Deploys are tracked per channel. This means that different channels can run different deploys at the same time.



* /deploy status — see if there is a deploy currently running.

    Deploy status response

* /deploy <subject> — initiate a deploy in the channel.  is an arbitrary string describing what's being deployed.

    Deploy announcement



    If there is already a deploy announced by another user in this channel, it needs to be finished first.

    Deploy already started message

    

    However if you already initiated a deploy the channel, you can update its subject by executing this command again.

* /deploy done — finish current deploy.



    Deploy completion announcement

    

    You can also finish a deploy started by another user.

    

    Complete unfinished deploy



* /deploy abort — abort current deploy.

    If the things went wrong you might need to rollback your changes and abort current deploy.



    Deploy aborted announcement



    You may also provide a reason for aborting a deploy that will be kept in channel deploys log:

    ```

    /deploy abort something went wrong with deploy

    ```



    Deploy aborted with reason announcement



### Deploy status in channel topic



In addition to announcing deploys in channel you may find it useful to have a small sign in the channel topic.
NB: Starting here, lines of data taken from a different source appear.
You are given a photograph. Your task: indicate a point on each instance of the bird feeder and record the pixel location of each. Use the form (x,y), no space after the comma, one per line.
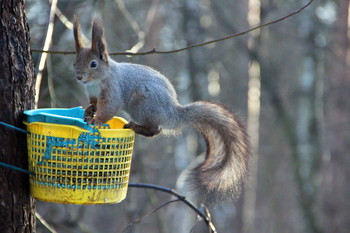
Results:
(77,163)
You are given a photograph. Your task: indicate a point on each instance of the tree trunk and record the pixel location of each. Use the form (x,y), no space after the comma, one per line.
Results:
(17,93)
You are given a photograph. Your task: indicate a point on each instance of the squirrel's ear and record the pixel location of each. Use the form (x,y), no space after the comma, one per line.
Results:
(98,43)
(79,41)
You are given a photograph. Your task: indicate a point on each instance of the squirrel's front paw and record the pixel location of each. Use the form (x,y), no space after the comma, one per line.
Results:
(89,114)
(89,120)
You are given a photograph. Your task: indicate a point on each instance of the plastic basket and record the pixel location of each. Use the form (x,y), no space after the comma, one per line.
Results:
(75,165)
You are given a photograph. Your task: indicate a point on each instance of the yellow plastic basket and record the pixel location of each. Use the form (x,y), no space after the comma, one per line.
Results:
(73,165)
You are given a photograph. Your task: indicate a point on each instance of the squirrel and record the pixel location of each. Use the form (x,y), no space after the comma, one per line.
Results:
(152,103)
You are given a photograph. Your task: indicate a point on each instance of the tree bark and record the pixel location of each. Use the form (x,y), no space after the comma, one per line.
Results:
(17,94)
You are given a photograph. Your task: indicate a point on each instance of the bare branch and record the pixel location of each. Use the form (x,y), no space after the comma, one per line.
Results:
(47,43)
(155,51)
(206,218)
(48,227)
(148,213)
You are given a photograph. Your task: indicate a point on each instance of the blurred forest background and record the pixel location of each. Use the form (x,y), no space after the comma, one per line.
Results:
(289,83)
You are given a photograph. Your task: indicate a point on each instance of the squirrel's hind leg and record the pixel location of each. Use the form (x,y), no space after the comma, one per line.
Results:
(147,131)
This way you can quickly check

if it's safe to deploy. Slack deploy command uses :white_check_mark: and :no_entry: to mark channel as clear for deployment and show that there

is a deploy in progress.



Channel topic notification



To disable this feature without re-deploying the whole service simply remove emojis from channel topic.



### User mentions in deploy subjects



You can mention one or multiple users in deploy subject.



Mentioning user in a deploy subject



Once the deploy is done, they all will receive a direct message from deploy bot.



Deploy done direct message notification



*Note: no notifications will be sent if the deploy has been aborted.*



### Deploy history



To see the history of deploys in channel run /deploy history in this channel and click the link returned by bot.



Channel history link



This will open a page in your browser with all deploys that were ever announced in this channel.



```

* suddendef was deploying https://github.com/adjust/michaelbot/pull/15 since 24 Aug 16 20:54 UTC until 24 Aug 16 20:54 UTC

* suddendef was deploying https://github.com/adjust/michaelbot/pull/15 https://github.com/adjust/michaelbot/pull/11 since 24 Aug 16 20:54 UTC until 24 Aug 16 20:55 UTC

* suddendef was deploying history since 25 Aug 16 08:35 UTC until 25 Aug 16 08:35 UTC

* suddendef was deploying https://github.com/adjust/michaelbot/pull/19 since 25 Aug 16 08:35 UTC until 25 Aug 16 08:35 UTC

```



Why Michael?

------------



Because Buffer might be not the best name for such tool.



License

-------



This software is distributed under LGPLv3 license. You can find the full text in [LICENSE](../master/LICENSE).